Tuesday, May 15, 2012

Government is an antisocial institution


There is no longer a general public opinion that regards government as an antisocial institution based on coercion and unjust property acquisitions, to be opposed and ridiculed everywhere and at all times on principled grounds. No longer is it generally regarded as morally despicable to propagate or, even worse, to actively participate in the enforcement of acts of expropriation, and no longer is it the general opinion that one would not have any private dealings whatsoever with people who engaged in such activities. ...
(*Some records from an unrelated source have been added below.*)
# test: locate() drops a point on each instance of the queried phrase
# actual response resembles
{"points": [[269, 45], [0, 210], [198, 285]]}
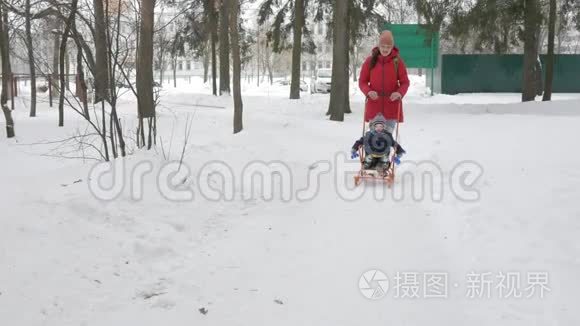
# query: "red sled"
{"points": [[386, 176]]}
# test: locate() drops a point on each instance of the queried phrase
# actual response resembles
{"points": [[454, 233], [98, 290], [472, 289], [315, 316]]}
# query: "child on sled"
{"points": [[377, 143]]}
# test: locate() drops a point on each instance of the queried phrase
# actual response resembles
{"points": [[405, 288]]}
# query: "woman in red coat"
{"points": [[384, 81]]}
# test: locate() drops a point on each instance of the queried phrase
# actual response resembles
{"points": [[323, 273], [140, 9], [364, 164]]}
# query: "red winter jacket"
{"points": [[384, 80]]}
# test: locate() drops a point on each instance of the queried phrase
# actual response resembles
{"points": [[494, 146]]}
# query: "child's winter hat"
{"points": [[386, 37], [378, 119]]}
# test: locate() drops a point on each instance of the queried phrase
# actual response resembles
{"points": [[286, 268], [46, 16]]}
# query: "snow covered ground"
{"points": [[495, 221]]}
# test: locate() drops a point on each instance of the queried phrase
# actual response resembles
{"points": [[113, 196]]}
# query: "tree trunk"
{"points": [[213, 40], [258, 57], [235, 38], [30, 50], [146, 106], [55, 56], [81, 83], [213, 61], [62, 53], [550, 57], [224, 50], [531, 25], [339, 97], [297, 49], [6, 72], [174, 73], [206, 55], [101, 68]]}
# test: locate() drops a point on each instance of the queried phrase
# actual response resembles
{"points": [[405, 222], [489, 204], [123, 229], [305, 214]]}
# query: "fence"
{"points": [[503, 73]]}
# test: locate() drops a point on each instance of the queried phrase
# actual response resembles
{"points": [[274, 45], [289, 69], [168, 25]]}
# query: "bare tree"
{"points": [[235, 39], [339, 97], [101, 68], [146, 105], [30, 52], [531, 25], [213, 41], [297, 49], [224, 48], [62, 53], [6, 72], [550, 64]]}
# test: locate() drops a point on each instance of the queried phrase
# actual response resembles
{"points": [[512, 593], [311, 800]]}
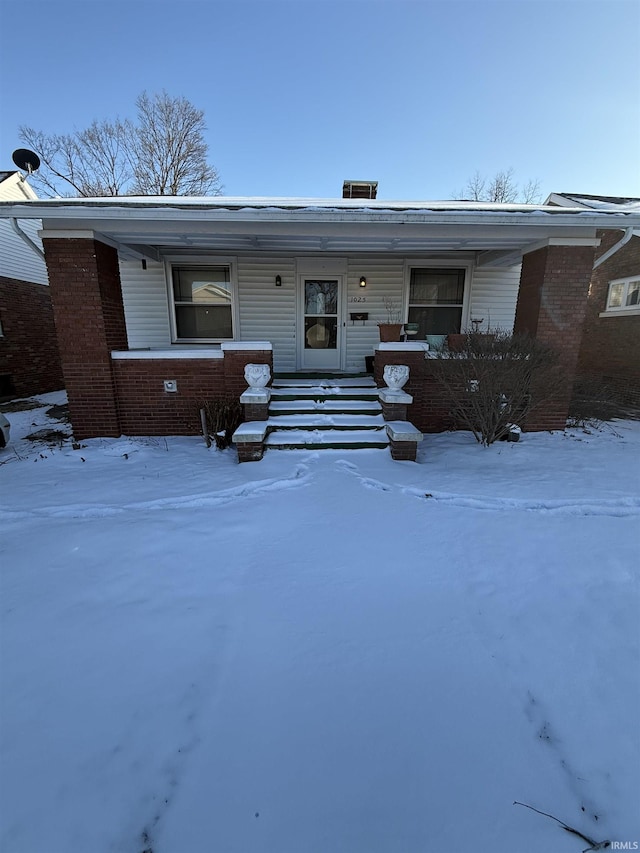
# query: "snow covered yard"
{"points": [[321, 651]]}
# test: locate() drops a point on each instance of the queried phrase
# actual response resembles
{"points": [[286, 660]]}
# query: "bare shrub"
{"points": [[594, 401], [223, 417], [495, 380]]}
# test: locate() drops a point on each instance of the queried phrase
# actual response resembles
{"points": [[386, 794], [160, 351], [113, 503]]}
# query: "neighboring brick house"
{"points": [[29, 357], [161, 302], [610, 346]]}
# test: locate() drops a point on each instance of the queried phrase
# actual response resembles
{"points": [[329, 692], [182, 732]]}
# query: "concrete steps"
{"points": [[341, 412]]}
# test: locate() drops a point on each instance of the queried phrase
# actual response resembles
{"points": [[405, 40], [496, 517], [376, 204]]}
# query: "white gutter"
{"points": [[26, 238], [628, 234]]}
The politician who actively supports a continuation of the ongoing system of non-contractual property taxation and regulation or who even demands its expansion is treated everywhere with respect, rather than contempt. The intellectual who justifies taxation and regulation receives recognition as a deep and profound thinker in the public eye, instead of being exposed as an intellectual fraud. The IRS agent is regarded as a man doing a job just as legitimate as yours and mine, and not as an outcast that no one wishes to have as a relative, friend, or neighbor.
... says Hans-Hermann Hoppe in his The Economics and Ethics of Private Property: Studies in Political Economy and Philosophy (pp. 63-64). The "State problem" is a problem of attitude towards the State. The State cannot rule over the people unless people support its rule or consider it "inevitable" (which it's not). So if we want to reign in the State, we need to hate the State. So please do that.